Pengetahuan merupakan hasil proses dari usaha manusia untuk tahu. Drs. Sidi Gazalba, mengemukakan bahwa pengetahuan ialah apa yang diketahui atau hasil pekerjaan tahu. Pekerjaan tahu tersebut adalah hasil daripada: Kenal, sadar, insaf, mengerti dan pandai. Pengetahuan itu semua milik atau isi pikiran. Orang pragmatis, terutama John Dewey tidak membedakan antara pengetahuan dengan kebenaran, jadi pengetahuan itu harus benar, kalau tidak benar adalah kontradisi. Beranjak daripada pengetahuan adalah kebenaran, dan kebenaran adalah pengetahuan, maka di dalam kehidupannya manusia dapat memiliki berbagai pengetahuan dan kebenaran. [5]
Dalam proses mengetahui, pada subjek timbul sesuatu yang mewakili objek. Atas dasar apakah suatu itu timbul? Inilah masalah dasar dan sumber pengetahuan. Dua jenis jawaban oleh aliran rasionalisme dan empirisme:
1.      Rasionalisme merupakan aliran yang mengakui bahwa pengetahuan itu pada hakikatnya didasarkan pada akal (ratio). Rasionalisme Descartes pada tahun 1629 merumuskan pangkal filsafatnya, yaitu aku berpikir, jadi aku ada (cogito ergo sum). Jadi, akal (berpikir) menjadi pangkal filsafatnya dan karena itu disebut aliran rasionalisme.[6]
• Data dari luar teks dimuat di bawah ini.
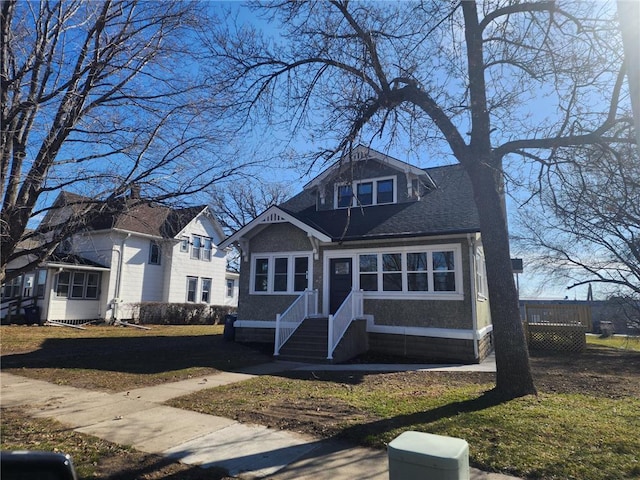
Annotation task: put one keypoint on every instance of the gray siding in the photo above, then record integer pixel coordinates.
(281, 237)
(423, 313)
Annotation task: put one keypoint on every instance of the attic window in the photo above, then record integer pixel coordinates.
(154, 254)
(376, 191)
(345, 196)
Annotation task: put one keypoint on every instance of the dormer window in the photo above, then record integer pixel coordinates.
(345, 196)
(377, 191)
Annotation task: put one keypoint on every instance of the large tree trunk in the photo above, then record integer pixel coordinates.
(513, 376)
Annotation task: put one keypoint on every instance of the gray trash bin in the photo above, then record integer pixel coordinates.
(229, 332)
(32, 314)
(422, 456)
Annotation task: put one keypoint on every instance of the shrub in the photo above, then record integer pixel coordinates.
(159, 313)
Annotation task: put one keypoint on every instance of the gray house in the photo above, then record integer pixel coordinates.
(374, 254)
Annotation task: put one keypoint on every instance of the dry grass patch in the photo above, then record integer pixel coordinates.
(121, 358)
(93, 457)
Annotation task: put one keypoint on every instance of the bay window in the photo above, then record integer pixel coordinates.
(192, 286)
(280, 273)
(376, 191)
(412, 271)
(77, 285)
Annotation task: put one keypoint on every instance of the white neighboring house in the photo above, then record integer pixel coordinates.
(142, 252)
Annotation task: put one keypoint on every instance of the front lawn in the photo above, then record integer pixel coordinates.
(121, 358)
(582, 425)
2.      Empirisme merupakan aliran yang mengakui bahwa pengetahuan itu pada hakikatnya didasarkan atas pengalaman atau empiri melalui alat indra (empiri). Empirisme John Locke Mengucapkan “tiada sesuatu pada akal yang sebelumnya itu tidak ada pada indra kita (kebalikan dari Descartes). Jadi indra adalah primer, sedangkan akal sekunder yang berfungsi sebagai penerima.[7]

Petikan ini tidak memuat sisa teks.